Becoming aware of that which you are unaware of
This has been a major theme of my journey since getting a diagnosis - becoming aware of that which I was previously unaware of.
It has taken me a long time to realise that pressure is quite important for me and that sound can be an issue for me too, so I have to wonder how much else there is that I'm simply unaware of.
Another thing is that when someone asks me about my awareness of, say, non-verbal communication, how can I possibly say? To say implies that I know that others percieve more than I do, which is particularly difficult for me since I've always operated under the assumption that everyone else has pretty much exactly the same information to work with as myself, so until the diagnosis I just tended to assume that people are overly presumptuous.
Moving on... When I got my coloured glasses, one of the effects I noticed was quite obscure - something that I wouldn't've picked up on had I not very recently realised my problem in that area (being unable to sense a connection with someone/appreciate their company when not directly interacting). So this indicates that there are probably a number of effects that the glasses have on me that I'm simply not aware of.
So right now it happens to be timely that I try to work out if and how my executive functioning is affected, and I'm confronted with the same bizarre situation where I have to try to become aware of that which I'm unaware of.
I welcome and encourage personal reflections forthwith.
I think it's quite difficult to develop self-awareness, and in my experience it only comes in retrospect, sometimes after a number of years.
I have chronic fatigue and for a long time I thought I was just lazy and that other people had more fortitude and drive than I did.
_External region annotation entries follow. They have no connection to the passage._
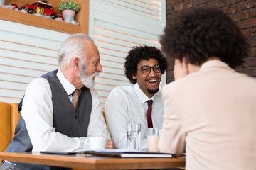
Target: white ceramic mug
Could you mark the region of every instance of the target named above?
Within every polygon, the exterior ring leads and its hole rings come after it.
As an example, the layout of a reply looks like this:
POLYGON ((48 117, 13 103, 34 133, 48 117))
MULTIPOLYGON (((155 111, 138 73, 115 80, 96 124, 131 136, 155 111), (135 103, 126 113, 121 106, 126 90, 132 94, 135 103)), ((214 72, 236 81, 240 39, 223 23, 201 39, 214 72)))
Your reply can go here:
POLYGON ((141 140, 141 124, 127 125, 127 149, 139 150, 141 140))
POLYGON ((90 149, 105 149, 107 144, 106 137, 89 137, 85 140, 85 144, 90 149))
POLYGON ((148 150, 152 152, 159 152, 158 143, 159 142, 161 129, 148 128, 147 129, 147 141, 148 150))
But understanding fatigue is a lot easier than understanding the subtleties (and sometimes not so subtle issues) of AS.
I used to think that other people thought the same way I do, and I would get angry and frustrated that they were so obtuse, and sometimes, it seemed to me, so dumb. It took me a long time to appreciate that other people just see things differently, and that I have to suspend my judgment to try to accept and take in their point of view. I'm still not very good at it.
I have gotten myself into bad situations in the past by being too inflexible and too angry, and unable to see that other people had motives that were hidden to me. I don't know that I would be better able to cope with it now, other than I am less likely to jump to conclusions, and also less likely to stick my neck out, especially when I perceive some injustice, which was the one thing that always made my blood boil.
There are other things I know now, since I have discovered that I am on the spectrum, like the fact that my skin is very sensitive to touch and pain, and that not everyone experiences that in the same way. Or that when I get overwhelmed by having too many people around, it's not the same for others and that's why they can't understand why I react so badly, sometimes by yelling or crying, or going into full meltdown mode. I had no idea until recently that meltdowns were AS related.